Der einfachste Weg wäre vielleicht die betreffende jar-Datei in das Verzeichnis zu packen, wo sich deine Quelldatei befindet, vorausgesetzt du machst das ganze über die Konsole.


----------



## JAVAkünstler (16. Jun 2009)

Oke, soweit so ungut.
Ich muss sagen meine Datenbank steht, das programm steht auch, nun muss die Verbindung her.
Danke für deine Hilfe Frapo, aber es hat mich nicht weiter gebracht den ich versteh diese Erläuterung einfach nicht 

Nochmal eine Kleine ergänzung:
Ich benutzte für Java das hilfstool Eclipse.
Meine Datenbank habe ich jetzt mit Mysql / Xampp erstellt.

Ich habe mir den Treiber "mysql-connector-java-5.0.3-bin.jar" geladen.


Hier beginnt mein Problem ich habe 3 bausteine wie kombinier ich die ?
Klar es gibt seiten dies mir erklären z.b. exampel allerdings ist das mir zu hoch.
evtl ist zu erwähnen das ich noch NIE mit MYSQL gearbeitet habe und dies auch nur tue um michschonmal auf das kommende Schuljahr vorzubereiten.

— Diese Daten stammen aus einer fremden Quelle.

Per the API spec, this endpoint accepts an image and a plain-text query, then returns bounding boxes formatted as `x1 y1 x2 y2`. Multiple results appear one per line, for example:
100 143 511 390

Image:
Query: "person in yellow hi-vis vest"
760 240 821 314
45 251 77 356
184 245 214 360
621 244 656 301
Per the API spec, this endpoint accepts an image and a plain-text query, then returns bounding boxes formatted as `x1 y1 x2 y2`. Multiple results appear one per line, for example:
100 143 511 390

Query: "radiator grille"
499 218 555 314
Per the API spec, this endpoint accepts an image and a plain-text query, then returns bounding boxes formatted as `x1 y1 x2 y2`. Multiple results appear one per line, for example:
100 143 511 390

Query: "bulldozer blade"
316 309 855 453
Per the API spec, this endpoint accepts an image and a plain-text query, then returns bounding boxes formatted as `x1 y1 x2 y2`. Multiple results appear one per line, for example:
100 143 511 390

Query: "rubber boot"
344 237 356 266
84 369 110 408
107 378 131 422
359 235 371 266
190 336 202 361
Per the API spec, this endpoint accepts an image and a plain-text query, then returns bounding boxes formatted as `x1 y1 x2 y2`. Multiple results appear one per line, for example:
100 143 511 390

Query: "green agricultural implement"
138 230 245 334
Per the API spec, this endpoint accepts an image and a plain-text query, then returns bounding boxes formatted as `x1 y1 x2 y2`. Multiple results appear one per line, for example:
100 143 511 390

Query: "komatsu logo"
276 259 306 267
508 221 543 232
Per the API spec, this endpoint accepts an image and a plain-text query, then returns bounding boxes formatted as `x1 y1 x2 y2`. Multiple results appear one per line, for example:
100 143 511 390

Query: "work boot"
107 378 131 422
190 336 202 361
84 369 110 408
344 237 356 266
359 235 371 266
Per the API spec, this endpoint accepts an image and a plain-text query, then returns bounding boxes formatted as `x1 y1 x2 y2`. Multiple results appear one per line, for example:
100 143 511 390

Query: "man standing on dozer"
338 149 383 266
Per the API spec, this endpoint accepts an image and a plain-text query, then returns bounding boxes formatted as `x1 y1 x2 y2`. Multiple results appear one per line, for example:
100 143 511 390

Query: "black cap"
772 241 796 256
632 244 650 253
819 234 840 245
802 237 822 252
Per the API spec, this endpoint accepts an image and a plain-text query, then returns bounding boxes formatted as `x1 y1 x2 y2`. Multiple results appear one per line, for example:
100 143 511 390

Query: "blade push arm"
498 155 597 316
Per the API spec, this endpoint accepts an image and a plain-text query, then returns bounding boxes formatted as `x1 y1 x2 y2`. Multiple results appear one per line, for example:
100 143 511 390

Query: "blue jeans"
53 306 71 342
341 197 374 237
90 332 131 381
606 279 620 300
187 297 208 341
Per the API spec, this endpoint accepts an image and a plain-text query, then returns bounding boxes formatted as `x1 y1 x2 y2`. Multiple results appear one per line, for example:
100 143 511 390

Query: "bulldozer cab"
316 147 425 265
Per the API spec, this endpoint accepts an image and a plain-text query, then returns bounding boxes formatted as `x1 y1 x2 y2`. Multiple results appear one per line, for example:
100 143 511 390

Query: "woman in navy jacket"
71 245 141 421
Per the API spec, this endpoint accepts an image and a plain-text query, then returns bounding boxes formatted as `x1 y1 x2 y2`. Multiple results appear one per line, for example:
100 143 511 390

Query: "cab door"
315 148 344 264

Es währe freundlich wenn einer so eine Basicerläuterung parat hätte was alles zu erledigen ist um java mit einer DB zu verknüpfen.(meine Lieblings Frage ist "warum?")
Und tut mal so als ob ich doof währe 


lg JK


----------



## HoaX (16. Jun 2009)

Ich denke nicht dass sich hier jemand Zeit nimmt dir die FAQ vorzukauen. Leg doch einfach drauf los. Anleitungen wie man sich verbindet, Abfrage macht, ... gibts wie Sand am Meer. Und da heutzutage fast jede Anwendung irgendwo eine DB verwendet wirst du auch sicherlich zu allen am Anfang auftretenden Problemen eine Lösung finden. Ansonsten wird dir auch hier bei konkreten Problemen gern geholfen, wenn Eigeninitiative zu erkennen ist. Aber vorkauen wird dir hier sicher niemand was ...


----------



## JAVAkünstler (16. Jun 2009)

gestern noch die "wie poste ich" durchgelsen und  heute schon vergessen naja suboptimal. Oke, naja du hast recht schönen Feierabend noch


----------



## frapo (16. Jun 2009)

JAVAkünstler hat gesagt.:


> Oke, soweit so ungut.
> 
> Nochmal eine Kleine ergänzung:
> Ich benutzte für Java das hilfstool Eclipse.



Das 'Hilfstool' eclipse scheint mir momentan nicht gerade wirklich eine Hilfe für dich zu sein. Ebendrum rate ich nochmal dringend dazu, das alles mal mit einem einfachen Texteditor und der Konsole zu versuchen. 

Dadurch das eclipse dir eine Menge arbeit abnimmt, wird es erschwert Grundlagen wirklich nachzuvollziehen.



			
				JAVAkünstler hat gesagt.:
			
		

> Ich habe mir den Treiber "mysql-connector-java-5.0.3-bin.jar" geladen.



Das ist z.B. eine solche Grundlage. Du hast die jar-Datei geladen, nun musst du diese in den Classpath aufnehmen damit Java weiß wo diese jar-Datei konkret zu finden ist.

Weißt du was der Classpath genau ist? Wenn nicht benutze hier mal die Forensuche oder schau in die FAQ. Das ist alles keine Geheimwissenschaft, das sind Grundlagen die man relativ schneller drauf haben kann. Nur Mut 

Erfolg und Gruß
frapo


----------